Kedua, kepemilikan umum (al-milkiyyah al-‘ammah), yaitu sumber daya yang digunakan secara bersama oleh masyarakat, seperti air, padang gembalaan, dan jalan umum. Rasulullah ﷺ bersabda: “Kaum muslimin berserikat dalam tiga hal: air, padang rumput, dan api.” (HR. Abu Dawud, Ibnu Majah).
Berdasar hadis ini, ada jenis tanah atau lahan yang status kepemilikannya umum seperti hutan, tanah-tanah umum, jalan raya, dan lainnya. Tanah milik umum ini tidak boleh dimiliki oleh individu, akan tetapi tanah milk umum dapat dimanfaatkan oleh semua orang.
Ketiga, kepemilikan negara (al-milkiyyah ad-daulah), yaitu aset yang dikelola negara untuk kemaslahatan rakyat, termasuk tanah yang disita dari orang yang menelantarkan.Tanah milik negara dapat diberikan pada individu tertentu. Tetapi negara dilarang untuk memberikan tanah itu kepada individu atau swasta tanpa batas. Negara mengelola tanah negara untuk peruntukan proyek strategis yang menaungi hajat hidup rakyat, tidak untuk dijual kepada korporat apalagi korporat demi mendapat keuntungan bagi segelintir pihak.
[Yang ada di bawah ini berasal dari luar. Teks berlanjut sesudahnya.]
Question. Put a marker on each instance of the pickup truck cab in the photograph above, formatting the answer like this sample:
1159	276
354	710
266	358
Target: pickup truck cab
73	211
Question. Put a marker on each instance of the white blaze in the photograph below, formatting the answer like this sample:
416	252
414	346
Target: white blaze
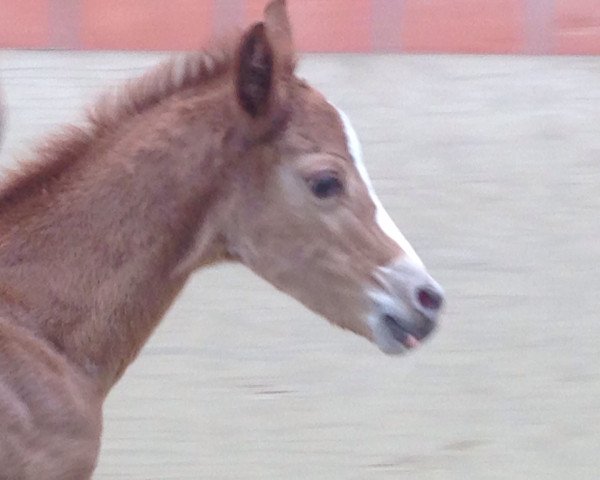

Dalam sistem Islam, tanah telantar tidak akan dibiarkan bertahun-tahun tanpa sanksi. Negara (khalifah) dapat segera mencabut hak pemiliknya begitu jelas terbukti tidak dihidupkan, sebagaimana dilakukan Khalifah Umar bin Khattab ra. terhadap tanah iqta’ yang tak digarap. Tanah itu lalu diberikan kepada warga yang benar-benar membutuhkan dan bisa mengurus dengan baik, dengan aturan tidak boleh dijual sebelum benar-benar dikelola, ini untuk mencegah orang berspekulasi dan memastikan tanah tetap produktif.
Perbedaan orientasi inilah yang membuat nasib tanah telantar di kedua sistem sangat kontras. Dalam kapitalisme, penyitaan tanah lebih berorientasi pada optimalisasi aset negara dan bisa berujung pada re-monopoli. Dalam Islam, mengambil tanah telantar adalah cara untuk mengembalikan tanggung jawab Allah kepada hamba-Nya yang ingin dan sanggup mengurus tanah itu, agar kekayaan bisa terbagi rata, masyarakat bisa mandiri dalam menghasilkan makanan, dan hidup menjadi lebih makmur. Tanah bukan hanya angka di sertifikat atau benda yang bisa dijual beli, tetapi merupakan sumber kehidupan yang harus digunakan secara bijak.